Strategy for obtaining Bank Service Billing files
If you were to reach out to your account officer at each of your banks and ask them to start delivering the industry standard BSB file format each month, you would likely get a blank stare in return. While more banks each month are developing the capability, it is not publicized enough to be common knowledge to all of the bank’s employees. Banks can be complex organizations to navigate, so I have developed a communication strategy to help coax the best possible billing statement option out of each of my banks. First, reach out to the person you have the closest relationship with at your bank. Tell them you are beginning the process of analyzing and auditing your bank fees and you need to receive a monthly summary of all of the transaction, maintenance and other fees that have been assessed. Tell them that there is an XML based file format that has been adopted by ISO 20-022 that allows them to seamlessly report this information each month. Point them to the SWIFT website for all of the details (https://www2.swift.com/mystandards/#/mx/camt.086.001.02!content).

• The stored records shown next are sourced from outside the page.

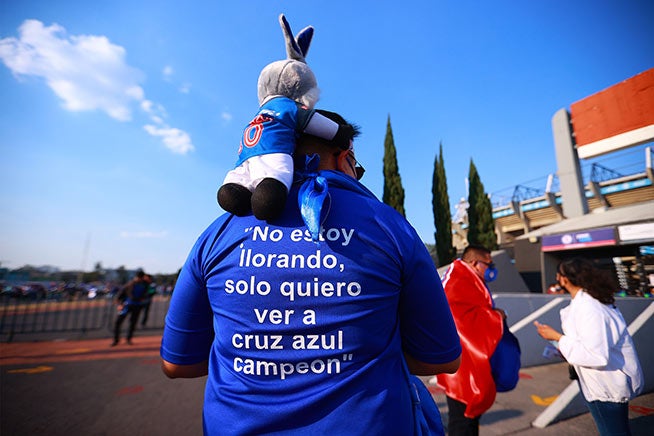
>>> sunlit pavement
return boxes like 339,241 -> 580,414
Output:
0,332 -> 654,436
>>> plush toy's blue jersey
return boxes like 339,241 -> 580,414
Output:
236,96 -> 314,167
161,171 -> 461,435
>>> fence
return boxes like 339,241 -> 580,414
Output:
0,294 -> 170,342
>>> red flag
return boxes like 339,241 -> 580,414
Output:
437,259 -> 503,418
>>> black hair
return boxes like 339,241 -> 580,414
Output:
309,109 -> 361,150
556,257 -> 617,304
461,244 -> 491,261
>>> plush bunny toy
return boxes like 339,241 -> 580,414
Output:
218,14 -> 353,221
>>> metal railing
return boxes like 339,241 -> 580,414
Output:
0,295 -> 170,342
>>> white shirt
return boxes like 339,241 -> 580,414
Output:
559,289 -> 643,403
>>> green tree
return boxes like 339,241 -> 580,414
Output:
468,159 -> 497,250
431,143 -> 456,266
382,115 -> 406,216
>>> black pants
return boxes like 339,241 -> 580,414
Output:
114,304 -> 141,342
446,397 -> 481,436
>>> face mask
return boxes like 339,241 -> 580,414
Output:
484,267 -> 498,283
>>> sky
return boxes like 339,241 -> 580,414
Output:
0,0 -> 654,273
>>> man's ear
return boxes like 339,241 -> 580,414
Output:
336,150 -> 351,173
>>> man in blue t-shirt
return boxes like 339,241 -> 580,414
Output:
161,111 -> 461,435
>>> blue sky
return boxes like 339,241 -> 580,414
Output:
0,0 -> 654,273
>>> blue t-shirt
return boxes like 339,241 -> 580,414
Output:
161,171 -> 461,435
236,96 -> 314,167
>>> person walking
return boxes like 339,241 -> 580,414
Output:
436,244 -> 520,436
111,269 -> 151,347
161,111 -> 461,435
534,258 -> 644,436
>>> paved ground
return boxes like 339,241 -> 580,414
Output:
0,331 -> 654,436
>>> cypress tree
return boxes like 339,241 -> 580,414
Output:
468,159 -> 497,250
431,143 -> 456,266
382,115 -> 406,216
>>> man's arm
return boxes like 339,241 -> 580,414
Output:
404,353 -> 461,375
161,359 -> 209,378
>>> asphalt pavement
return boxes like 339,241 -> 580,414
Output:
0,331 -> 654,436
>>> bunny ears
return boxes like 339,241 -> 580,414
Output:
279,14 -> 313,64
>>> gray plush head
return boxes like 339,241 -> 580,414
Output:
257,14 -> 320,108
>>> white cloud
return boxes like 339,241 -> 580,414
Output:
143,124 -> 195,154
0,20 -> 144,121
120,231 -> 168,239
0,20 -> 194,154
179,83 -> 191,94
162,65 -> 175,81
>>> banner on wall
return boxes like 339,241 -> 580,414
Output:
618,223 -> 654,242
541,227 -> 616,251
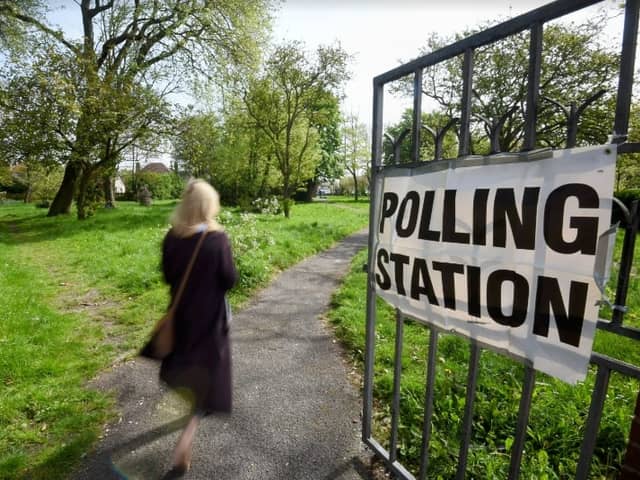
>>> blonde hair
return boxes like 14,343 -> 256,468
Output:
171,180 -> 223,237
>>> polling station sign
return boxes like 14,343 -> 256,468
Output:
374,145 -> 616,383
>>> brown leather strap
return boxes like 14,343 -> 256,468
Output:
169,230 -> 208,313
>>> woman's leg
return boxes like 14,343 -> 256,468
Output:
173,412 -> 202,471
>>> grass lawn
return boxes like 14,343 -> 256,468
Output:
331,231 -> 640,479
0,197 -> 369,479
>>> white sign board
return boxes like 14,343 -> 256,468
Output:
374,145 -> 616,383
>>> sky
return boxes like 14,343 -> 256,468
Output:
51,0 -> 619,129
273,0 -> 617,125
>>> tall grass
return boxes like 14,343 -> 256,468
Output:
0,199 -> 368,479
330,231 -> 640,479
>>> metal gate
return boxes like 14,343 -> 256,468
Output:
362,0 -> 640,479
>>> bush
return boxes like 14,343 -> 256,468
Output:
251,196 -> 282,215
120,171 -> 185,201
614,188 -> 640,208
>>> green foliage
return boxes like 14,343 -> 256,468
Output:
135,172 -> 185,200
387,18 -> 619,159
251,196 -> 282,215
615,188 -> 640,208
382,109 -> 458,164
0,199 -> 368,480
0,0 -> 271,218
243,42 -> 348,217
329,242 -> 640,479
340,115 -> 370,200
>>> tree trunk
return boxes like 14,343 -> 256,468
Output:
47,162 -> 82,217
304,178 -> 318,202
102,175 -> 116,208
76,168 -> 94,220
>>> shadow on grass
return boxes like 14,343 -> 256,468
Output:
0,201 -> 177,245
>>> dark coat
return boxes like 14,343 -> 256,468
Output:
160,231 -> 238,413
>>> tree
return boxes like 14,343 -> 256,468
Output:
0,43 -> 76,189
307,86 -> 344,201
616,103 -> 640,191
243,42 -> 348,218
401,19 -> 618,153
0,0 -> 268,218
341,114 -> 369,202
173,105 -> 277,206
382,109 -> 458,164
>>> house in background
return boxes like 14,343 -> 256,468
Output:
113,177 -> 127,195
140,162 -> 171,173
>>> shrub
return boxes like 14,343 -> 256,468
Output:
251,196 -> 282,215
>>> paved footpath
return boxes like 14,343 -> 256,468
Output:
71,232 -> 370,480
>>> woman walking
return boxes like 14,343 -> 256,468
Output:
160,180 -> 238,473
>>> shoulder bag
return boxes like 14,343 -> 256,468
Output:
140,231 -> 207,360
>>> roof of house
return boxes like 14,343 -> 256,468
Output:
140,162 -> 170,173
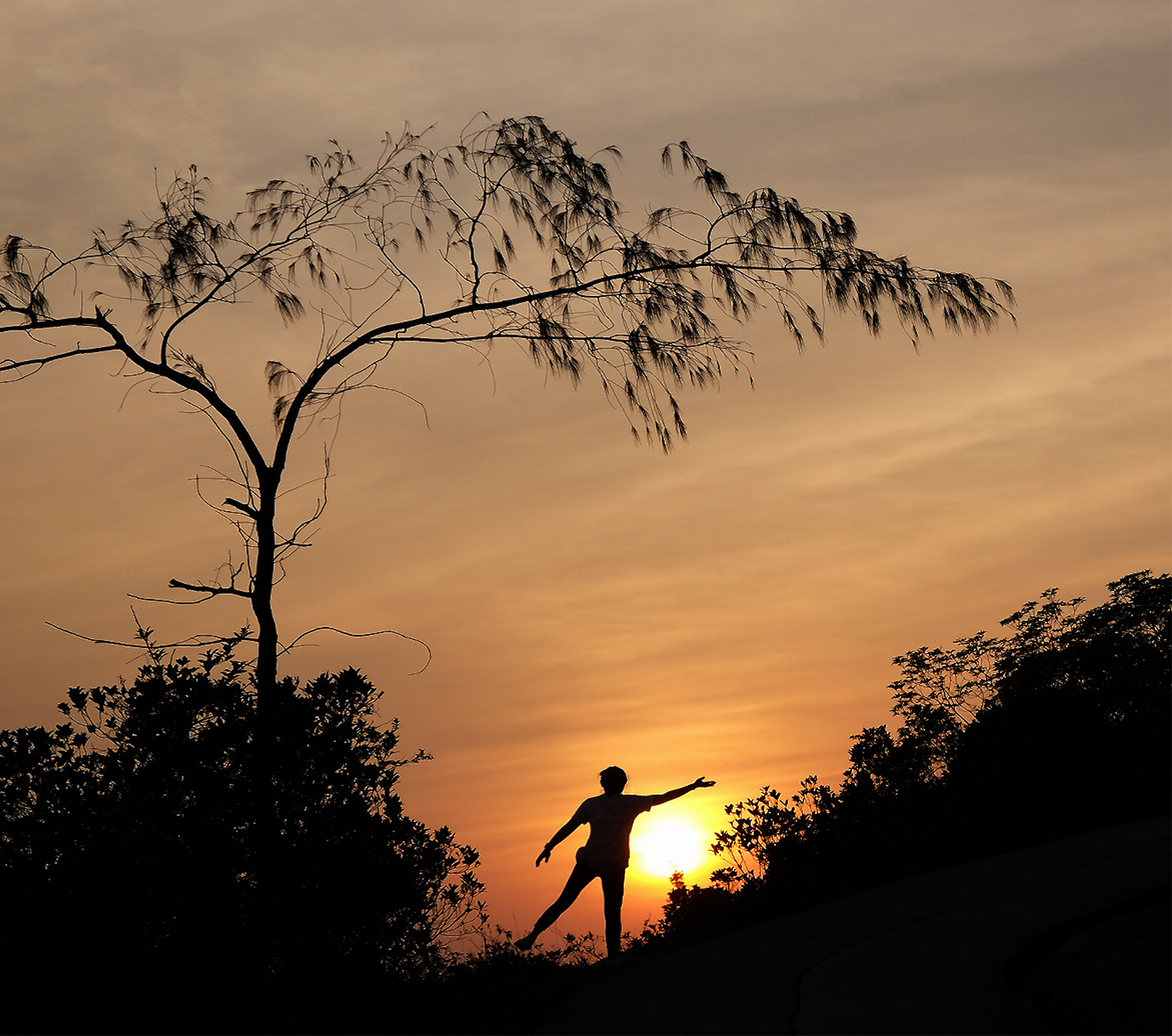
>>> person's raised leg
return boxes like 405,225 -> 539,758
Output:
599,871 -> 627,958
514,863 -> 598,949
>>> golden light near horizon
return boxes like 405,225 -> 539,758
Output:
630,813 -> 715,878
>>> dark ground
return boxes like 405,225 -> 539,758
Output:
539,817 -> 1172,1036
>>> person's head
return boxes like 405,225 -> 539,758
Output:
598,767 -> 627,794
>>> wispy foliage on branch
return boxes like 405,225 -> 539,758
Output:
0,116 -> 1013,686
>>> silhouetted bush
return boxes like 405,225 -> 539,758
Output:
654,571 -> 1172,938
0,643 -> 483,1031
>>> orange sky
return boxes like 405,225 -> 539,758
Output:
0,0 -> 1169,932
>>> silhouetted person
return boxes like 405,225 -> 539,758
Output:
514,767 -> 716,958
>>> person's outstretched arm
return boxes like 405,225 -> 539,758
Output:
534,813 -> 583,867
647,777 -> 716,806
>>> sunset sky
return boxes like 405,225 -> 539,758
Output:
0,0 -> 1172,932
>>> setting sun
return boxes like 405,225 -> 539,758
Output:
630,813 -> 710,878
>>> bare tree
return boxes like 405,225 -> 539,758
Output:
0,116 -> 1013,700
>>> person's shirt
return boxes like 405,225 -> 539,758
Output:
569,794 -> 658,871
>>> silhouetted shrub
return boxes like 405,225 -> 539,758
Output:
656,571 -> 1172,936
0,643 -> 483,1031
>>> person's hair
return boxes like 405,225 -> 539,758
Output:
598,767 -> 627,794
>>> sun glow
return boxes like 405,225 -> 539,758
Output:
630,813 -> 710,878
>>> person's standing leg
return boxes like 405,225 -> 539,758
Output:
599,871 -> 627,958
514,863 -> 595,949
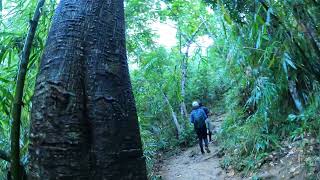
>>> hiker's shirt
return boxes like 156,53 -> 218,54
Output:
190,108 -> 208,130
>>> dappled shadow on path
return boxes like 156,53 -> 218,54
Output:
158,114 -> 240,180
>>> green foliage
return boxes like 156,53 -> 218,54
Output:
0,0 -> 320,178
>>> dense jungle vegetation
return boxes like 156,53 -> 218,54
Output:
0,0 -> 320,179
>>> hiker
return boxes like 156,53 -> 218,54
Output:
190,101 -> 210,154
199,102 -> 213,142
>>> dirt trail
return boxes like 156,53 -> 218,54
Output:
158,114 -> 240,180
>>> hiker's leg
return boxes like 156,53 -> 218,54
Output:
202,129 -> 208,147
203,130 -> 211,153
197,130 -> 204,153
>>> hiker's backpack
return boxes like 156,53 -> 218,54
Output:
193,108 -> 206,129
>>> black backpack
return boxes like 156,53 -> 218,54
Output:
193,108 -> 206,129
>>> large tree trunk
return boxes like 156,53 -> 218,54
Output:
29,0 -> 146,179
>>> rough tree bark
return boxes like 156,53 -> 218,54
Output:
10,0 -> 45,180
29,0 -> 146,180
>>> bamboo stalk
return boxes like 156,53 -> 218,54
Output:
11,0 -> 45,180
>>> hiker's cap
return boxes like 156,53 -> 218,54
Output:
192,101 -> 199,107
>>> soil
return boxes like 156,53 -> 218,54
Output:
157,114 -> 320,180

In some cases, the account officer assigned to you will not have any knowledge of the bank’s capability to produce the billing statement so you will need to encourage them to dig. In many banks, there is a global billing group and if not that, the cash management or operations group within the bank can probably help get the conversation started. We know one thing for certain: Your bank has figured out very well how to efficiently extract the fees for the transactions from your bank account. We are not asking them to do anything but report on the fees they collected, and the fact that they collected those fees shows that they can give us a reporting of them. Sometimes you may find that one of your banks cannot yet support the industry standard BSB reporting. In these cases, we simply remind them that we require a reporting of all fees that are charged to us and ask them what format they can provide the information on at least service usage (volume) and cost. Since we know they are effectively charging our account, we know the data is available somewhere within the bank and even a csv formatted file can usually give us enough information to do an audit and analysis of the fees we are being charged.
If history tells us anything, it is that banks respond to customer pressure, and the more customers that demand their banks provide visibility into the fees they charge through industry standard formats, the more likely they will be to give us the relief we need.